Closed-Loop Verbal Reinforcement Learning for Task-Level Robotic Planning
This work addresses the need for transparent and adaptable robotic planning, though it appears incremental as it builds on existing methods like Behavior Trees and large language models.
The authors tackled the problem of interpretable task-level planning for mobile robots under execution uncertainty by proposing a Verbal Reinforcement Learning framework, which achieved explainable policy improvements and reliable deployment on a real robot performing multi-stage manipulation and navigation tasks.
We propose a new Verbal Reinforcement Learning (VRL) framework for interpretable task-level planning in mobile robotic systems operating under execution uncertainty.

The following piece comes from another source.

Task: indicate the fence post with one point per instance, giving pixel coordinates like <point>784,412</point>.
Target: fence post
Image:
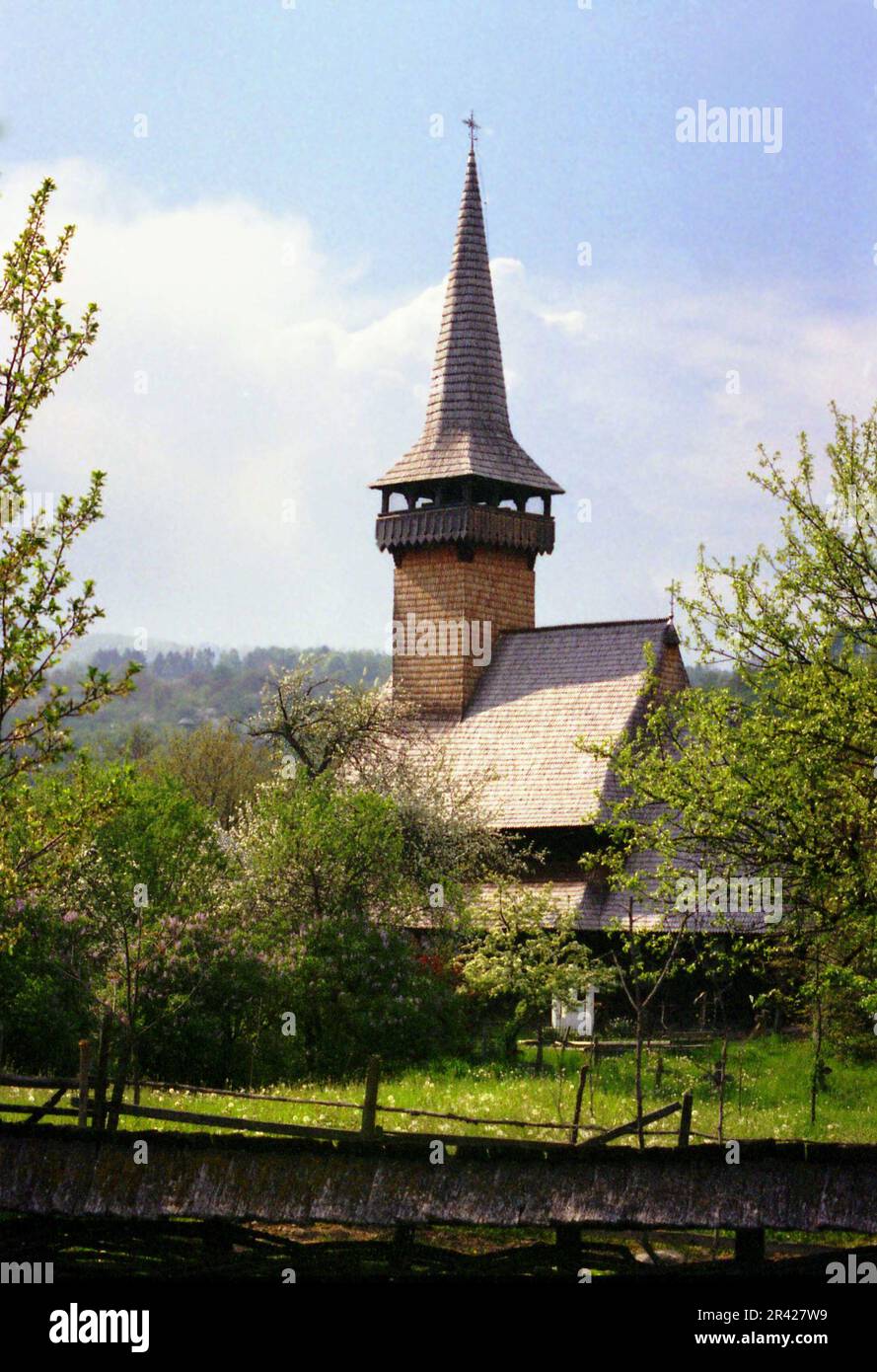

The framework follows a closed-loop architecture that enables iterative policy improvement through interaction with the physical environment. In our framework, executable Behavior Trees are repeatedly refined by a Large Language Model actor using structured natural-language feedback produced by a Vision-Language Model critic that observes the physical robot and execution traces. Unlike conventional reinforcement learning, policy updates in VRL occur directly at the symbolic planning level, without gradient-based optimization. This enables transparent reasoning, explicit causal feedback, and human-interpretable policy evolution. We validate the proposed framework on a real mobile robot performing a multi-stage manipulation and navigation task under execution uncertainty. Experimental results show that the framework supports explainable policy improvements, closed-loop adaptation to execution failures, and reliable deployment on physical robotic systems.